STUDY QUESTION
What is the present performance of artificial intelligence (AI) decision support during embryo selection compared to the standard embryo selection by embryologists?
SUMMARY ANSWER
AI consistently outperformed the clinical teams in all the studies focused on embryo morphology and clinical outcome prediction during embryo selection assessment.
WHAT IS KNOWN ALREADY
The ART success rate is ∼30%, with a worrying trend of increasing female age correlating with considerably worse results. As such, there have been ongoing efforts to address this low success rate through the development of new technologies. With the advent of AI, there is potential for machine learning to be applied in such a manner that areas limited by human subjectivity, such as embryo selection, can be enhanced through increased objectivity. Given the potential of AI to improve IVF success rates, it remains crucial to review the performance between AI and embryologists during embryo selection.

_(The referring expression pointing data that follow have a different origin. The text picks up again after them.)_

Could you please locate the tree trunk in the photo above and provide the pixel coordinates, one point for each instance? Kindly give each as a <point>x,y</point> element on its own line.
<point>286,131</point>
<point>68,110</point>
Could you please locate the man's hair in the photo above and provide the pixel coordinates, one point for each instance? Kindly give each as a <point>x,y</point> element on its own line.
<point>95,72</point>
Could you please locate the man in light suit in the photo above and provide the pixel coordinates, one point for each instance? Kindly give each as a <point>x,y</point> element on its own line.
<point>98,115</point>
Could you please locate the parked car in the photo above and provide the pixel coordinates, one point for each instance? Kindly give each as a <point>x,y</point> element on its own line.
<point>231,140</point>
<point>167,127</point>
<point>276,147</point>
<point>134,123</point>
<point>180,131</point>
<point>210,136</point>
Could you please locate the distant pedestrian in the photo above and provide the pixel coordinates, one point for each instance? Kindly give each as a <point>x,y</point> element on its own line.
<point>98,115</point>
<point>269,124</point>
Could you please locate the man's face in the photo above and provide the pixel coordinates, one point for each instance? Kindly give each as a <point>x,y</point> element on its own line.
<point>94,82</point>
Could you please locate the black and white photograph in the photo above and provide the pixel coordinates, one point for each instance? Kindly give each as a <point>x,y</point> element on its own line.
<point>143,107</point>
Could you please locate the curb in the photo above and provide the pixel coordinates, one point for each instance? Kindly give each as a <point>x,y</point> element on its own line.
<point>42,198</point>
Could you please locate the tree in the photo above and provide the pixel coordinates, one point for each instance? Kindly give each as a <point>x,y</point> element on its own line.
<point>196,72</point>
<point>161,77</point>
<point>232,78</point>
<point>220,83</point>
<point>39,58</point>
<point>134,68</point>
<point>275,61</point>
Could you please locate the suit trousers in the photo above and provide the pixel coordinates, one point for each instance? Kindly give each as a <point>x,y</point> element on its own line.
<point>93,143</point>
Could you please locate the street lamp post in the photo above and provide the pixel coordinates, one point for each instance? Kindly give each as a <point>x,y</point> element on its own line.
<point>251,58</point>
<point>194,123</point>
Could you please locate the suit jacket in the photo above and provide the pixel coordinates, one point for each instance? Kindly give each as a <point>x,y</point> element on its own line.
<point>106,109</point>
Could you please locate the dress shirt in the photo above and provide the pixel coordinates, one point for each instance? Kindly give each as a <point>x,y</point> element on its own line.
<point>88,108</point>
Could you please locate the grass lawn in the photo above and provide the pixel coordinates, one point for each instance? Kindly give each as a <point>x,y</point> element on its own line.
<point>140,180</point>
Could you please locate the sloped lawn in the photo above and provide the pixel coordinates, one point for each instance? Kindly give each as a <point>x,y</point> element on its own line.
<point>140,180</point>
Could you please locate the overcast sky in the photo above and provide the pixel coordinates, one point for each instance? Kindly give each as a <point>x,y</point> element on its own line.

STUDY DESIGN, SIZE, DURATION
The search was done across PubMed, EMBASE, Ovid Medline, and IEEE Xplore from 1 June 2005 up to and including 7 January 2022. Included articles were also restricted to those written in English. Search terms utilized across all databases for the study were: (‘Artificial intelligence’ OR ‘Machine Learning’ OR ‘Deep learning’ OR ‘Neural network’) AND (‘IVF’ OR ‘in vitro fertili*’ OR ‘assisted reproductive techn*’ OR ‘embryo’), where the character ‘*’ refers the search engine to include any auto completion of the search term.
PARTICIPANTS/MATERIALS, SETTING, METHODS
A literature search was conducted for literature relating to AI applications to IVF. Primary outcomes of interest were accuracy, sensitivity, and specificity of the embryo morphology grade assessments and the likelihood of clinical outcomes, such as clinical pregnancy after IVF treatments. Risk of bias was assessed using the Modified Down and Black Checklist.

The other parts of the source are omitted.